Dudaba mucho que fuera por mi bien, pero no podía discutir. Ya vería si lo hacía… No estaba diciendo que fuera mi obligación. Tan solo una recomendación.
—Hoy haremos la primera práctica. Para eso estás ideal en esta postura. Ya lo verás.
Salió de mi campo de visión, pero pronto sentí su presencia entre mis nalgas. Di un respingo cuando introdujo el extremo del tubo en mi interior. Un momento después, noté como el líquido, afortunadamente tibio, me llenaba.
—Esto no es solo agua —me explicó—. Tiene una solución jabonosa para contribuir a tu limpieza y un complemento vitamínico de absorción rápida a través de la mucosa intestinal. No se te ocurra derramar ni una gota —amenazó al final.
Estaba incómodo. Sentía que mi estómago se había distendido, aunque no podía ser nada más que el tramo final de mis tripas. Yuan metió una especie de pequeño tapón que selló efectivamente mi conducto. Así, a la comezón de todo mi cuerpo, se unió el dolor en mis adentros.
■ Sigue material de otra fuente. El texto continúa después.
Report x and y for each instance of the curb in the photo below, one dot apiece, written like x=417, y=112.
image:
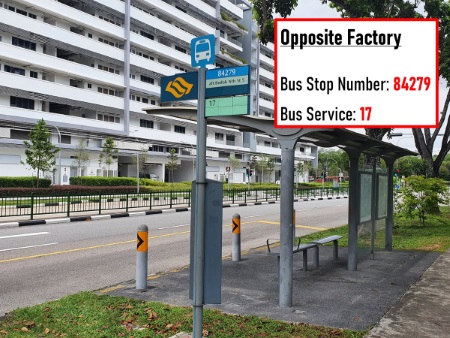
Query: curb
x=137, y=213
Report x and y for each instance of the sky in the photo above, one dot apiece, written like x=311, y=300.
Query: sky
x=315, y=9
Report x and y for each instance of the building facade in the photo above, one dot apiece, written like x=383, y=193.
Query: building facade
x=89, y=67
—Volveré dentro de un rato. Hasta entonces más te vale aguantar. Además, así refuerzas tus músculos anales, ahora que aún te funcionan —suspiró, mientras acariciaba su larga y gruesa trenza anal. Supuse que ella, la pobre, ya estaba más allá de eso.
No estuve mucho tiempo solo. Entro un hombre, oriental. No cruzó una palabra conmigo. Me puso un antifaz, con lo que intenté agudizar mi oído. Parecía que estaba jugando con mis pezones, lo que me hacía sentir profundamente incómodo. Una cosa era Venus que, rabo aparte, era el epítome de la feminidad y otra un hombre. De repente, un dolor agudo atravesó cada una de mis tetillas, acompañado de un ruido como de grapadora. Un instante más tarde, empezó a toquetear mi nariz. Intenté pelear con él, pero fue inútil, atado como estaba. El dolor en mi tabique nasal fue aún mayor. Por mis ojos caían lágrimas como puños, acto reflejo del daño en la zona. Cuando se retiró, algo frío y metálico se apoyaba en mi labio inferior. Devolvió la luz a mis ojos y se fue, dejándome con otro problema del que preocuparme ¿Qué me había hecho?
A pesar de mis esfuerzos, fue incapaz de descubrirlo. Los pezones y la nariz me escocían sobremanera, tanto que estuve a punto de perder el control del esfínter que apretaba el pequeño tapón anal que Yuan me había puesto. Afortunadamente, la quemazón de todo mi cuerpo empezaba a disminuir.
¿Cuánto rato me iban a dejar ahí, consumiéndome entre dolores y sufrimientos?